You must install OpenAI, (HuggingFace) dataset, ragas, langchain, and pandas.
# ! pip install openai dataset ragas langchain pandas
import pandas as pd
eval_df = pd.read_csv("data/milvus_ground_truth.csv")
display(eval_df.head())
Convert the pandas dataframe to a HuggingFace Dataset.
from datasets import Dataset
def assemble_ragas_dataset(input_df):
question_list, truth_list, context_list = [], [], []
question_list = input_df.Question.to_list()
truth_list = eval_df.ground_truth_answer.to_list()
context_list = input_df.Custom_RAG_context.to_list()
context_list = [[context] for context in context_list]
rag_answer_list = input_df.Custom_RAG_answer.to_list()
# Create a HuggingFace Dataset from the ground truth lists.
ragas_ds = Dataset.from_dict({"question": question_list,
"contexts": context_list,
"answer": rag_answer_list,
"ground_truth": truth_list
})
return ragas_ds
# Create a Ragas HuggingFace Dataset from the pandas df.
ragas_input_ds = assemble_ragas_dataset(eval_df)
display(ragas_input_ds)
The default LLM model Ragas uses is OpenAI’s gpt-3.5-turbo-16k and the default embedding model is text-embedding-ada-002. You can change both models to whatever you like.
I’ll change the LLM-as-judge model to the pinned gpt-3.5-turbo since OpenAI’s latest blog announced this is the cheapest. I also changed the embedding model to text-embedding-3-small since the blog noted these new embeddings support compression-mode.
In the code below, I’m only using the RAG context evaluation metrics to focus on measuring Retrieval quality of relevant documents.
import os, openai, pprint
from openai import OpenAI
# Save the api key in an env variable.
openai_api_key=os.environ['OPENAI_API_KEY']
# Choose the metrics you want to see.
from ragas.metrics import ( context_recall, context_precision, faithfulness, )
metrics = ['context_recall', 'context_precision', 'faithfulness']
# Change the llm-as-critic.
from ragas.llms import llm_factory
LLM_NAME = "gpt-3.5-turbo"
ragas_llm = llm_factory(model=LLM_NAME)
# Also change the embeddings.
from langchain_openai.embeddings import OpenAIEmbeddings
from ragas.embeddings import LangchainEmbeddingsWrapper
lc_embeddings = OpenAIEmbeddings( model="text-embedding-3-small", dimensions=512 )
ragas_emb = LangchainEmbeddingsWrapper(embeddings=lc_embeddings)
# Change the default models used for each metric.
for metric in metrics:
globals()[metric].llm = ragas_llm
globals()[metric].embeddings = ragas_emb
# Evaluate the dataset.
from ragas import evaluate
ragas_result = evaluate( ragas_input_ds,
metrics=[ context_precision, context_recall, faithfulness, ],
llm=ragas_llm,
)
# View evaluations.
ragas_output_df = ragas_result.to_pandas()
ragas_output_df.head()
You can see the full code for my demo RAG notebook and Eval notebooks on GitHub.
Conclusion
This blog explored into the ongoing challenges of retrieval in Generative AI, with a particular emphasis on Retrieval Augmented Generation (RAG) techniques for advancing natural language AI systems.

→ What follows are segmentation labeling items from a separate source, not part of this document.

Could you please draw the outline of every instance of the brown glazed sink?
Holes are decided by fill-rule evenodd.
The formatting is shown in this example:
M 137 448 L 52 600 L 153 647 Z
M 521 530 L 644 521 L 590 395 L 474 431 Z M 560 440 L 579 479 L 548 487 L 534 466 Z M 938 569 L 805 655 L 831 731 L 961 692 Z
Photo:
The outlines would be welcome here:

Effective experimentation is essential for optimizing RAG parameters to fit specific data and use cases, ensuring the best performance. The evaluation of RAG systems can now be greatly enhanced through automation using LLMs as evaluators. We covered the key RAG evaluation metrics and their calculation methods, offering insights into their practical applications. Additionally, an implementation example using the Milvus vector database alongside the Ragas package was highlighted, demonstrating how these tools can be effectively utilized to improve and scale your RAG evaluation frameworks. This approach not only streamlines the evaluation process but also boosts the overall effectiveness of context retrieval in AI-driven solutions. For further exploration, consider investigating real-world applications, addressing challenges, exploring future directions, adhering to best practices, and accessing additional resources to deepen your understanding of evaluating RAG systems and refining your RAG pipeline.